Manşet Haber 28.03.2018 19:13:43 0

'NAKİT TEMİNATI KALDIRACAĞIZ'

'NAKİT TEMİNATI KALDIRACAĞIZ'

Adana Ticaret Borsası (ATB) Başkan Adayı Ali Can Yamanyılmaz 3 Nisan’da yapılacak seçimlerin ardından kazanmaları durumunda birçok yenilik getirerek üyelerin işini kolaylaştıracaklarını, bunların başında da nakit teminatını kaldırmak olacağını söyledi.

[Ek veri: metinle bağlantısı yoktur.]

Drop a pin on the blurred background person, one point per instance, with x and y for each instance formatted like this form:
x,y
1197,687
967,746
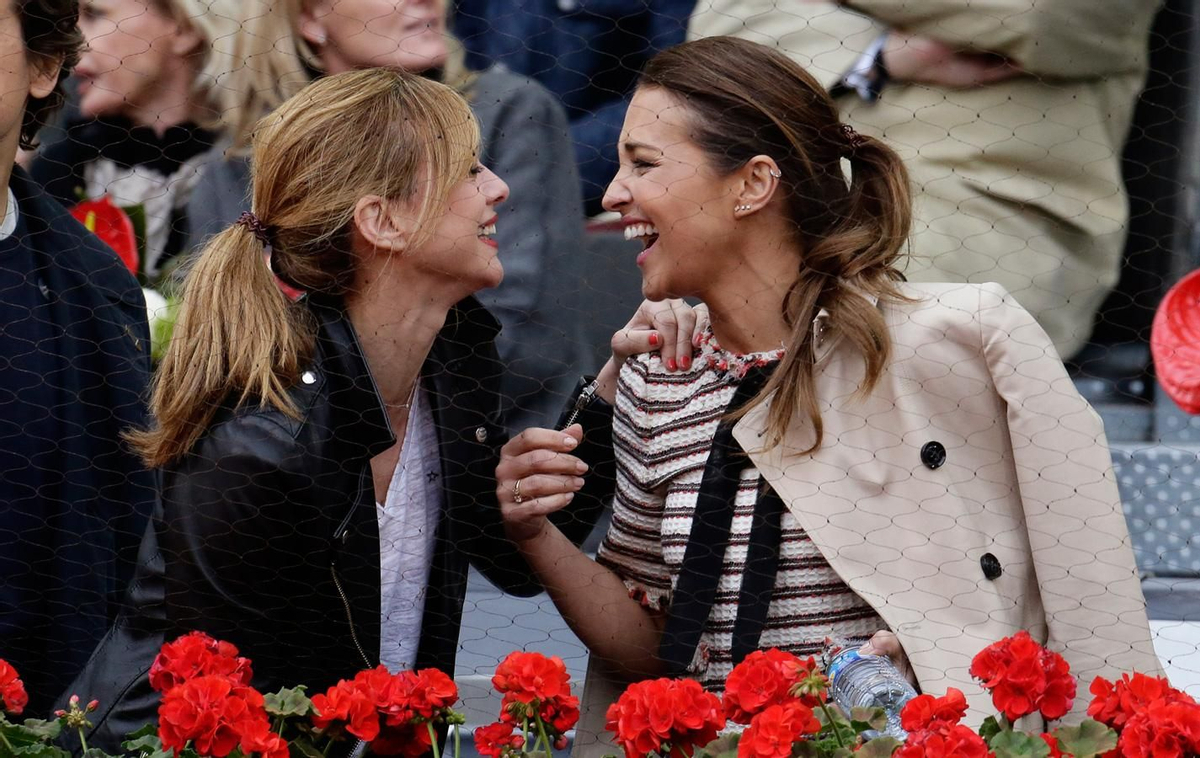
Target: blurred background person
x,y
73,367
586,52
1012,122
144,114
525,139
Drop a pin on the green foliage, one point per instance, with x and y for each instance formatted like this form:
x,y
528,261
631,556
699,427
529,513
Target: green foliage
x,y
1091,738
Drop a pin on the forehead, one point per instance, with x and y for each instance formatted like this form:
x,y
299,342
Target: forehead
x,y
657,118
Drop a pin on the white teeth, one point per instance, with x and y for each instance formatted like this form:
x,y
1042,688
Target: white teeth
x,y
639,230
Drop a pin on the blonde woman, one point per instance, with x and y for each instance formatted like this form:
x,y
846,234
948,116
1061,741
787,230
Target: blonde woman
x,y
145,113
325,479
525,138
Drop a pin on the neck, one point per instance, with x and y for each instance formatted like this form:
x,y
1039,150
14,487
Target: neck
x,y
396,323
747,307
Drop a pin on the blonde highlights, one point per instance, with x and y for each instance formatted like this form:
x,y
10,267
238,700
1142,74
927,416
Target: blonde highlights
x,y
371,132
748,100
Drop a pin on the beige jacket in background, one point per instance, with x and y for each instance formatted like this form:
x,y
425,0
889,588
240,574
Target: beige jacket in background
x,y
1018,182
1026,480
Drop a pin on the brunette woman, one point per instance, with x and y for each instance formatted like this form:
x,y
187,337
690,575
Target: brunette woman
x,y
849,455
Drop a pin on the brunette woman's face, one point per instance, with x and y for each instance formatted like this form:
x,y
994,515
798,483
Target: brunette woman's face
x,y
671,199
408,35
132,47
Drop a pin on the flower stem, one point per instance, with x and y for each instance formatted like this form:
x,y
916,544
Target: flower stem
x,y
433,738
833,722
541,733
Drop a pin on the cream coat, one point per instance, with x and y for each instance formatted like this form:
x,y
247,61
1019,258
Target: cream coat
x,y
1027,479
1019,182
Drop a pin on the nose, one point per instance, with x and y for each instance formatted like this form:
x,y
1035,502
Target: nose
x,y
617,194
495,188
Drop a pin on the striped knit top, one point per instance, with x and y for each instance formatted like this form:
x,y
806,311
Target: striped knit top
x,y
663,432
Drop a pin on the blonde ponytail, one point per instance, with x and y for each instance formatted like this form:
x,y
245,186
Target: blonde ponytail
x,y
238,338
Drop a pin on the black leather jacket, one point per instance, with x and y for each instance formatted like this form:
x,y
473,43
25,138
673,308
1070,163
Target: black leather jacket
x,y
268,529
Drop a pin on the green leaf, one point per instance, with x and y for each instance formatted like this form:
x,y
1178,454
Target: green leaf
x,y
304,749
1090,738
1018,745
989,728
879,747
40,750
288,702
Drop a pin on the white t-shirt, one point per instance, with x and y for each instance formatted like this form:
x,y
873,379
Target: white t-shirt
x,y
408,523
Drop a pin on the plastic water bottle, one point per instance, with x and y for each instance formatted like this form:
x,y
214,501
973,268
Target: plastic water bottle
x,y
871,681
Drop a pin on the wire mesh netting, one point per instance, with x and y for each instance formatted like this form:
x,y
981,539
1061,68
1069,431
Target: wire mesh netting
x,y
413,332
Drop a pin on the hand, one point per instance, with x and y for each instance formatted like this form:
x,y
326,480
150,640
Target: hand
x,y
924,60
537,465
670,326
886,643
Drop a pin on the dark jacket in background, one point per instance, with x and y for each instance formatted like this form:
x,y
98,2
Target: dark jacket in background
x,y
540,233
588,53
269,534
75,361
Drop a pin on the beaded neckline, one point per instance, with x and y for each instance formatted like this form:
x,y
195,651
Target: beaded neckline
x,y
731,366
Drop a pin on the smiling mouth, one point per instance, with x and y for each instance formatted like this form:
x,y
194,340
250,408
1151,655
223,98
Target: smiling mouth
x,y
645,232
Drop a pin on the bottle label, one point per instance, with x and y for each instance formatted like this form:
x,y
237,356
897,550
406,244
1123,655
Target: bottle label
x,y
841,661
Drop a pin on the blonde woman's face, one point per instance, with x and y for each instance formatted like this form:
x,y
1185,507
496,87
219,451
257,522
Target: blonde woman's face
x,y
363,34
462,247
135,52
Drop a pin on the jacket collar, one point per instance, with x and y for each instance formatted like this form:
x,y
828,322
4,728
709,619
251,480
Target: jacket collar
x,y
342,374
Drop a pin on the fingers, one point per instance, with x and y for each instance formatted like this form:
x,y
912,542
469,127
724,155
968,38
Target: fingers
x,y
543,439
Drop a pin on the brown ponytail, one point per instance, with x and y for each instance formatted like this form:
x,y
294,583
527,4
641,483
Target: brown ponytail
x,y
749,100
343,137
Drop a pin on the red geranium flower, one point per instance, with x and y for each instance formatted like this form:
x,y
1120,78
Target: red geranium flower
x,y
763,679
12,690
210,713
946,741
1024,678
347,703
195,655
773,732
1162,731
1114,704
532,677
925,711
665,715
493,739
258,738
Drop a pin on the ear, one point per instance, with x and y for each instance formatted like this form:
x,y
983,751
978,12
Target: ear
x,y
311,23
43,74
759,181
382,224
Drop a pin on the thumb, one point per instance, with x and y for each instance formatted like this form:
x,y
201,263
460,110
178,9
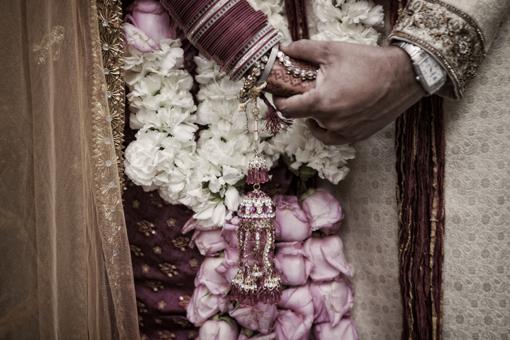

ATB’nin yeni yönetiminin gelecek hafta belirleneceğini belirten Su ve Tarım Ürünleri A.Ş. (SASU) Yönetim Kurulu Başkanı Ali Can Yamanyılmaz proje üreten bir ekiple yönetime hazır olduklarını ifade etti. Yamanyılmaz, “3 Nisan seçimleri ATB için bir dönüm noktasıdır. Tüccar, ihracatçı, tesis sahibi ve üreticilerin sorunlarını ben ve ekibim çok iyi biliyoruz. Bu yüzden ATB yönetimine aday olduk. Seçimi kazandığımız günün ertesinde yapacağımız çalışmalarla ATB’yi olması gereken yere taşıyacağız” dedi.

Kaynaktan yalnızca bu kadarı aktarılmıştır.